Итак, вначале возникла военная форма. Скорее всего, именно ее цвет и вызвал последующие ассоциации с насекомыми. Что еще? Габариты. Очевидно, они тесно связаны с функцией “жрать”. Не есть, не кушать, а именно жрать – без меры, без ограничений. Так ведут себя существа низкого порядка – безмозглые, примитивные. Что еще? Словесный понос. Именно так я воспринял монолог этого зеленого бесформенного колосса. Он унижал, оскорблял и запугивал, но не столько словами, сколько злобной интонацией и мощью своего баса. Я почти не вникал в суть его речи. Я воспринимал ее как свирепое жужжание огромной ядовитой мрази. Ее цель – нанести максимальный урон противнику и хапнуть чужое. Истреблять, хапать, жрать и размножаться – основные рефлексы подобных безмозглых тварей.
Словом, типичное ядовитое НАСЕКОМОЕ. Насекомых много. По численности они на втором месте после микробов. Их не жаль. Особенно зловредных.
Но, изначально возник многоликий полковник Кац. Человек, который в моем болезненном сознании ассоциировался с множеством копий этого полковника, возникавших повсюду, словно они стремительно размножались, подобно насекомым. Этого полковника, которого в действительности никогда не видел, я всегда воспринимал как своего личного врага. Его-то воображаемый образ и увидел перед собой в коридоре здания суда, прежде чем он превратился в ядовитое НАСЕКОМОЕ, которое хотелось безжалостно уничтожить.

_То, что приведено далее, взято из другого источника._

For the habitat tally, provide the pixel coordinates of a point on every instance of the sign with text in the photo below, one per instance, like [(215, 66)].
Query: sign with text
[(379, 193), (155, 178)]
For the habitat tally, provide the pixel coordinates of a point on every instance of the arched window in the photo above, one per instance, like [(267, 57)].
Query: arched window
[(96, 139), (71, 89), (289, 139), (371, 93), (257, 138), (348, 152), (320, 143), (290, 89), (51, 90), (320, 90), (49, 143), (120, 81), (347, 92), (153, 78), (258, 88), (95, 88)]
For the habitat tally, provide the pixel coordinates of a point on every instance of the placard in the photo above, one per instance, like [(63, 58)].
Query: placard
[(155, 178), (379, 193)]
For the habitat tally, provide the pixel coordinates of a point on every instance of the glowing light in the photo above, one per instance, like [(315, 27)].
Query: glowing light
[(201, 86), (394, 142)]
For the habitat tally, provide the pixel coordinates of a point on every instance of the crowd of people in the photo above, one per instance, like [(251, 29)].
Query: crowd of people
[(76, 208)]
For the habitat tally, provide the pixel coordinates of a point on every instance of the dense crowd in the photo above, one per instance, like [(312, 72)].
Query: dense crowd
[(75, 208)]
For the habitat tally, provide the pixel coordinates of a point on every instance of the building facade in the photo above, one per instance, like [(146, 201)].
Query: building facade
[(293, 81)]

Мои мысли скакали горохом в опустевшей после удара голове. Но, время делало свое дело. Голова понемногу заполнялась роем воспоминаний, а целостная картина так и не складывалась. И постепенно я впал в состояние депрессии. Как всегда, навалились кошмары. Стоило уснуть, и я снова и снова стрелял по вспышкам автоматных очередей, или душил огромное насекомое, которое сначала пронзительно визжало, как испуганная женщина, а потом густым басом виртуозно поливало меня заковыристым отборным матом.
Я больше не мог смотреть телевизионных передач, в особенности, художественных фильмов. Они особым образом трансформировались в моей поврежденной голове, наслаиваясь друг на друга и перемешиваясь с гипертрофированным отображением реальных событий. Вскоре в мои сны стали проникать подробные сюжеты судебных заседаний, которые все повторялись и повторялись, раздражая меня во сне не меньше, чем наяву.
Судебный процесс затягивался. Перерывы между заседаниями становились все продолжительней и продолжительней. Создавалось впечатление, что моя судебная эпопея никогда не кончится, как и затянувшийся, вот уже на полгода, переходный период от моей военной службы к “гражданской” жизни.